Deveria ser apenas uma carona – essa espécie de milagre que por instantes une o caminho de duas pessoas. Ao entrar naquele carro, porém, seu corpo se tornara subitamente consciente do extremo perigo: a excessiva proximidade, o confinamento no espaço pequeno, o alheamento do resto do mundo...Tudo agora se transformara numa perigosa abertura de possibilidades, como se só ali, só naquele momento, estivessem pela primeira vez sozinhos um com o outro.
Enquanto o trânsito surpreendentemente fluía, conversaram amenidades: clima, a loucura da cidade, o excesso de trabalho e a falta de paz...Consensos fáceis na idade em que estavam, no momento em que estavam, na vida que viviam. A noite se tornando mais escura e a cidade se tornando mais iluminada, em outdoors, painéis eletrônicos e carros em alta velocidade – com eles o que ocorria era parecido: enquanto chegavam aos lugares mais cheios de gente e de carros e de luzes e de barulhos, maior o silêncio dentro do veículo, maior o escuro que caia por sobre ambos. Tudo tão desencontrado.
O silêncio prolongado – e não, não incomodava – pontuado de perguntas, curiosidades, descobertas. “Então você não é daqui?”, “Jura que você lia Caio Fernando Abreu?, “Cinco sobrinhos?”, “Dez irmãos?”, “Uma namorada?”...Pipocavam luzes na noite escura do interior do carro.
O trânsito agora parado, benevolente com a ansiedade de ambos. Mal se olhavam – apenas se ouviam, interrogavam-se, tateavam-se com palavras. Mergulhados no escuro do carro, vez em quando arriscavam um olhar de soslaio, só para ver o outro inteiramente absorvido pelas inúmeras sensações que passeavam por dentro daquela bolha de sabão que os separava do restante do mundo.
Os carros em volta e o tempo parados, suspensos – como se Deus suspendesse a respiração e, nesse intervalo, tudo se tornasse infinito. Não importava mais o trajeto, não importava mais o destino, não importava mais chegar em algum lugar. A única coisa que realmente importava era estarem ali, ao alcance das mãos um do outro, embora nenhum dos dois se dispusesse a fazer o movimento que interromperia a suspensão do tempo. Tocarem-se seria estourar aquela bolha.
Então, apenas conversavam, escorrendo devagar os assuntos, derramando-se um no outro com calma e alguma dor.

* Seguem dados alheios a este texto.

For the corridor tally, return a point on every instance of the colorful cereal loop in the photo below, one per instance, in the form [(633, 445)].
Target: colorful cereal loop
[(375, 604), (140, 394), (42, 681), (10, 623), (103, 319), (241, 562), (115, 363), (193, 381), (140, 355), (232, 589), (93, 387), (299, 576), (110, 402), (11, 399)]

Olhando-a, ele sabia exatamente o que ela queria. Olhando-o, ela sabia exatamente o que ele queria – aquilo que os levaria a ambos numa direção completamente diferente, a um ponto de chegada que nem sabiam imaginar. Para longe dali, longe do momento escuro e úmido no qual estavam mergulhados.
Era estranho: quando ele lhe perguntara, inocentemente, “para onde você está indo?”, ela não hesitara nenhum momento em responder. E agora se encontrava assim, perdida, à beira do abismo.
Ele também se sentia estranho – não era mais um menino, como é que podia estar se sentindo assim, tão...perturbado? Era essa a palavra?
O trânsito completamente parado e os dois ali, preservados pelas janelas fechadas, mergulhando cada vez mais fundo naquelas sensações.
Muito tempo depois, quase uma vida inteira, chegaram ao lugar onde ele a deixaria. Era difícil sair do carro; era difícil deixá-la ir. Ela já abrira a porta, pondo uma das pernas para fora, e agora se virava para ele, para despedir-se. Ele tentou sorrir, comentando algo sobre ter que comprar alguma coisa antes de ir para a casa e inclinou-se para dizer tchau.
Sem saber muito bem por que, talvez um certo brilho ou um certo desespero nos olhos dele, ela estacou. Pôs a perna para dentro, fechou com força a porta e a travou – como se para ter certeza que não cairia na tentação de fugir. “Para onde você está indo?”, ele disse, num fio rouco de voz. Ela não tinha a menor idéia. Mas sabia que não queria nunca mais se sentir como quando ameaçou sair do carro: como se a vida estivesse toda escorrendo pelas suas mãos. Sorriu e respondeu, sincera, “não faz a menor diferença”.